- Il ne faut pas confondre les adjectifs définitif et final : le premier signifie qui s’effectue de telle sorte à ne plus avoir à y revenir, qui se fait une fois pour toutes, tandis que le second se dit de ce qui met fin à ce qui a été commencé, souvent dans une série d’étapes, ou de ce qui se trouve à la fin, en dernier; par exemple, le rapport définitif est celui qui met fin à la mission confiée à l’expert, tandis que le rapport final est le dernier rapport, celui qui suit le rapport préliminaire ou le rapport provisoire.
La confusion s’explique par le fait que les deux termes, qui ne sont pas proches par le sens, sont toutefois formés sur le même mot : fin. En contexte de traduction, le mot anglais "final" se rend souvent par définitif, mais, dans bien des cas, il invite à la solution facile et erronée du sosie.
L’acte juridique qualifié de définitif est établi, fixé et réglé une fois pour toutes, irrémédiablement (et non irrévocablement); s’agissant par ailleurs d’un accord final, on comprend qu’étant le dernier il complète et achève l’accord préliminaire, celui qui est intervenu en premier lieu. Par conséquent, on ne peut qualifier un règlement conclu entre les parties de [final]; il faut dire définitif puisque les parties se sont mises d’accord sur les termes du règlement de manière à considérer qu’il ne sera plus nécessaire d’en discuter la teneur ni les modalités ou les conditions, sauf à y apporter plus tard, si besoin est, les modifications jugées nécessaires.
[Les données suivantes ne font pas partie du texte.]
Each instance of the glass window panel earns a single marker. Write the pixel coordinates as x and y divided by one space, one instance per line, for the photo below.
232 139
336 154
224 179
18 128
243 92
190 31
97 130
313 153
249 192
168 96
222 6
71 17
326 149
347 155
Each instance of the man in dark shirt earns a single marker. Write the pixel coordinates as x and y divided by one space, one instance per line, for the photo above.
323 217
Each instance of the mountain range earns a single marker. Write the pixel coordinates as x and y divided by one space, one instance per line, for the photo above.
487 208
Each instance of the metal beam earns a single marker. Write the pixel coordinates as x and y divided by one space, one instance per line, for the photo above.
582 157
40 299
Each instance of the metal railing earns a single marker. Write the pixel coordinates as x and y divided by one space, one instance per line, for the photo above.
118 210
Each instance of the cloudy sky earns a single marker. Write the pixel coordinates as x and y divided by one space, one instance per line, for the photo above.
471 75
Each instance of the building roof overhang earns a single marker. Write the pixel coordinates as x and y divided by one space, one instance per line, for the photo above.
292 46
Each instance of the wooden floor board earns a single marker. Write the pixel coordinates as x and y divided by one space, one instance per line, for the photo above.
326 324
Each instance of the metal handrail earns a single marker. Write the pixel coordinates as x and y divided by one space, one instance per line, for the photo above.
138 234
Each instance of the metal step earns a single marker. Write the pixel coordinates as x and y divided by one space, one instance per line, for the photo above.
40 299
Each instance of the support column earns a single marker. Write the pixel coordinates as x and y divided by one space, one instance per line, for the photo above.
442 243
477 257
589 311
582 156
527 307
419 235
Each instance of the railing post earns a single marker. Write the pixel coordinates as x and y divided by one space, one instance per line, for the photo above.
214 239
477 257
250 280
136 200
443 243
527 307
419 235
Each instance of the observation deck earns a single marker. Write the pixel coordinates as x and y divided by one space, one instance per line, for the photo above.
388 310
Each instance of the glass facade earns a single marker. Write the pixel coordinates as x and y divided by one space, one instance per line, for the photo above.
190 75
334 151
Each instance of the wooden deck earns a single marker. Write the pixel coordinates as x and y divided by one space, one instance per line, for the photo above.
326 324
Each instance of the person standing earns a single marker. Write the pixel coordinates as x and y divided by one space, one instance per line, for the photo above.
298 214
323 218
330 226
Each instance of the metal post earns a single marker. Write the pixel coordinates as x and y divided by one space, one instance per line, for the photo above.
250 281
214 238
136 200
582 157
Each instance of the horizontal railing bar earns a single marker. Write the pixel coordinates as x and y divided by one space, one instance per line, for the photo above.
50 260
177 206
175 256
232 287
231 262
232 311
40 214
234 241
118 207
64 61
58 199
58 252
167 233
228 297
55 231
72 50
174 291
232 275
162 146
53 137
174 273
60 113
- Un jugement est dit définitif (on parle du caractère définitif d’un jugement) quand il a pour effet de terminer la contestation, quand il la tranche de telle sorte que le juge étant dessaisi de ce fait n’aura plus à revenir sur le point qu’il a réglé et qui portait sur l’objet même de la demande. « Par le prononcé du jugement définitif, le tribunal se trouve dessaisi et sa juridiction est épuisée. » En ce sens, le jugement définitif est encore appelé jugement sur le fond (il statue sur le fond du litige). Au Canada, on l’appelle aussi jugement au mérite (la demande présentée étant jugée au mérite, c’est-à-dire au fond ou sur son bien-fondé).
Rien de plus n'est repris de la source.